Studio Polandia di belakang The Witcher 3, Cyberpunk 2077 dan ekspansi Phantom Liberty yang baru dirilis, telah mengeluarkan permintaan maaf setelah beberapa pemain menunjukkan "konten anti-Rusia" dalam lokalisasi Phantom Liberty di Ukraina.
Ini termasuk:
- Sekelompok bandit disebut "Rusnia", istilah yang menghina untuk orang Rusia.
- Grafiti di Night City menyinggung perebutan kembali semenanjung Krimea oleh Ukraina.
- Pose yang dikenal dalam versi lain sebagai Slav Squat disebut Like a Russian.
- Garis dialog yang secara kasar diterjemahkan menjadi "Persetan dengan diri Anda ke arah yang sama seperti yang dilakukan kapal", referensi ke pernyataan terkenal penjaga perbatasan Roman Hrybov setelah Ukraina menenggelamkan kapal armada Laut Hitam Rusia.

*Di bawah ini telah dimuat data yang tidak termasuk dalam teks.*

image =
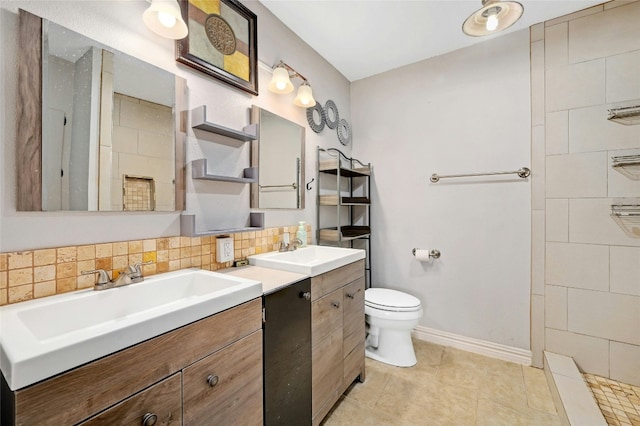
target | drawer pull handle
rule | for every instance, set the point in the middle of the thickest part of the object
(149, 419)
(213, 380)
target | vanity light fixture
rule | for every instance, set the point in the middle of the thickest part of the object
(494, 16)
(164, 18)
(281, 83)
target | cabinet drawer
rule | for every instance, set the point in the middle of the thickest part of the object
(162, 401)
(327, 371)
(332, 280)
(353, 308)
(326, 316)
(235, 397)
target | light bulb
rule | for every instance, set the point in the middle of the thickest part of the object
(166, 19)
(492, 22)
(305, 96)
(280, 82)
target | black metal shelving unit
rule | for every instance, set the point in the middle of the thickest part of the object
(351, 197)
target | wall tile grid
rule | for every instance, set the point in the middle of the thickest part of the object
(591, 267)
(44, 272)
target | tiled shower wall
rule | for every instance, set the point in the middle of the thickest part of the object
(45, 272)
(585, 269)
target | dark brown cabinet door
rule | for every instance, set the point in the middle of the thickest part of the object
(287, 355)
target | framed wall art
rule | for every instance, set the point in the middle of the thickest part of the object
(222, 41)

Inilah yang dikatakan oleh perwakilan loacalisation global CDPR Mariia Strilchuk tentang masalah ini di Twitter:
"Saya ingin mengklarifikasi mengenai koreksi terhadap lokalisasi Ukraina [...] Mereka merujuk pada baris di mana terjemahan kehilangan makna aslinya, termasuk referensi tertentu untuk perang Rusia-Ukraina. Dukungan kami ke Ukraina tetap tidak berubah, tetapi kami lebih suka menunjukkannya melalui tindakan positif."
Bagaimana konten anti-Rusia ini bisa muncul? Pengalihdayaan. Kepala hubungan masyarakat global, Radek Grabowski, mengatakan kepadaRockpapershotgun:
"Versi rilis lokalisasi Ukraina Cyberpunk 2077 menampilkan elemen dialog yang dapat dianggap ofensif oleh gamer Rusia, [...] Baris-baris ini belum ditulis oleh staf CD Projekt Red dan tidak mewakili pandangan kami. Kami sedang berupaya menghasilkan baris yang benar dan menggantinya di pembaruan berikutnya. Kami meminta maaf atas situasi ini dan telah membuat langkah-langkah untuk menghindari situasi seperti itu di masa depan."